To become mass-adopted blockchains have to be functional when many people use them. What are the different solutions to make blockchains usable for the masses?
How to scale blockchains is the philosopher’s stone of the industry. If someone knew how to scale a blockchain while keeping it decentralized and secure, he’d be a rich man. Combining all three is, of course, the infamous scalability trilemma that postulates how you cannot have security, decentralization, and scaling at the same time. Thus, it’s the key challenge all modern blockchains face. This lesson will cover:
- Why scalability is an objective in the first place
- What different types of scalability exist
- Different solutions to scaling blockchains
- The upsides and downsides of these solutions
Why scaling blockchains is the goal
The first blockchains were not designed for widespread adoption. If Satoshi Nakamoto had wanted that Bitcoin replaces VISA, he probably would have designed it in a way that supports more than seven transactions per second. The problem is that miners have an incentive to process transactions with a higher transaction fee first. Once they’re added to a block, the rest follows. But that means that if you want low transaction fees, you will have to wait because a Bitcoin block is only one megabyte big. Also, it takes ten minutes for Bitcoin miners to reach a consensus, which is an extra roadblock for scalability.
Ethereum faces a similar problem. Blocks are limited by their gas limit. The more people want to use Ethereum, the higher the gas price because there is a bigger pool of people willing to pay a higher fee to get their transaction processed. But the higher the gas price, the fewer transactions get included in a block. Essentially, Ethereum shoots itself in the foot by being popular.
Hence, scaling means processing more transactions per second without compromising on the other two crucial factors. Blockchains are designed in this particular way because putting transactions in blocks adds a layer of interaction, which, in theory, allows for better scalability. If you had a transaction chain, each transaction would only be able to interact with the one preceding and the one following it.
Think of it like this: if you have two freelancers interacting with each other, there is a limit to the impact they can have. But if you have two companies interacting with each other, the potential results are much more significant. This comparison is massively simplifying the underlying problem, but it works as a mental model.

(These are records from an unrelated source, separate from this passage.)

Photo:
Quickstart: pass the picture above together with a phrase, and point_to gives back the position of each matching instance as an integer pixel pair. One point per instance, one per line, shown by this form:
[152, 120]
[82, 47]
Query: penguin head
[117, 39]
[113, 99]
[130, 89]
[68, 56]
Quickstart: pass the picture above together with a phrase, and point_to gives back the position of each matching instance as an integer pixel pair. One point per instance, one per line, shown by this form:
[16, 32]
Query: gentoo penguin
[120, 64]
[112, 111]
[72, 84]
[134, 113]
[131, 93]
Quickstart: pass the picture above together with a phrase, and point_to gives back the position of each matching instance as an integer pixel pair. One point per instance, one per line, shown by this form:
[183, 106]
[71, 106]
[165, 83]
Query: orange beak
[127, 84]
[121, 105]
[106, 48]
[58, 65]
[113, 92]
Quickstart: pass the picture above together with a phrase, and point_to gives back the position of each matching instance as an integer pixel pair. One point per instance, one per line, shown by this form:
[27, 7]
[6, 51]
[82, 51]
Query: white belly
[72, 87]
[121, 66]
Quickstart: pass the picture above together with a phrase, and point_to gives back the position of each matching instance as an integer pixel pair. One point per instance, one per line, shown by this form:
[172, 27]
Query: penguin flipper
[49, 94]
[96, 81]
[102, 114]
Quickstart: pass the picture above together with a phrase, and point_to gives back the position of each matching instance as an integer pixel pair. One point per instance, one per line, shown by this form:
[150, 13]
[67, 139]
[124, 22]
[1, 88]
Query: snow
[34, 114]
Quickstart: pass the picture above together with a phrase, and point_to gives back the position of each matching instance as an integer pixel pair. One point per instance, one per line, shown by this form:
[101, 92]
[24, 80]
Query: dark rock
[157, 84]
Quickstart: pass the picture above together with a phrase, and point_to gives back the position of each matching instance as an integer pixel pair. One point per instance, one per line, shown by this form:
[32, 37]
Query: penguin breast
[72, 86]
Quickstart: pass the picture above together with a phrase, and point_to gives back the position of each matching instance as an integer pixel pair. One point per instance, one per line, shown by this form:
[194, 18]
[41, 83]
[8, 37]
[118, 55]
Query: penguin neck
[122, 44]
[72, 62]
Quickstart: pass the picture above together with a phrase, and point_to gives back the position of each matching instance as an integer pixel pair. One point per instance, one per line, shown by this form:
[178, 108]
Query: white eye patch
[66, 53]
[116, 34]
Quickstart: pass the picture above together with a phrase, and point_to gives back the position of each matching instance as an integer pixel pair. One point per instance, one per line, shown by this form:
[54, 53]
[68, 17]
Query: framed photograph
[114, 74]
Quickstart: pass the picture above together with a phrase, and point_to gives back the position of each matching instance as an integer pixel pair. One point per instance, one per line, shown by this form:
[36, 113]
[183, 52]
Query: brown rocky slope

The different forms of scalability
Let’s first look at what impacts scalability. The arrow at the end of each factor indicates the direction needed to improve scalability.
- Throughput: in plain English how many transactions per second can be processed. High scalability essentially equals high throughput. ↑
- Block size: as we saw, the bigger a block, the more transactions fit and the higher the throughput will be. ↑
- Latency: a fancy way of saying confirmation time. For instance, with Bitcoin, your transaction is usually processed after 10 minutes but confirmations take longer. ↓
- Block time: for Bitcoin, it takes ten minutes to mine a block by solving the hash function. But not all blockchains have the same approach as Bitcoin, so proof-of-stake blockchains can, and usually do, process blocks faster because there is no mining. ↓
With that in mind, you can divide all solutions into two basic categories.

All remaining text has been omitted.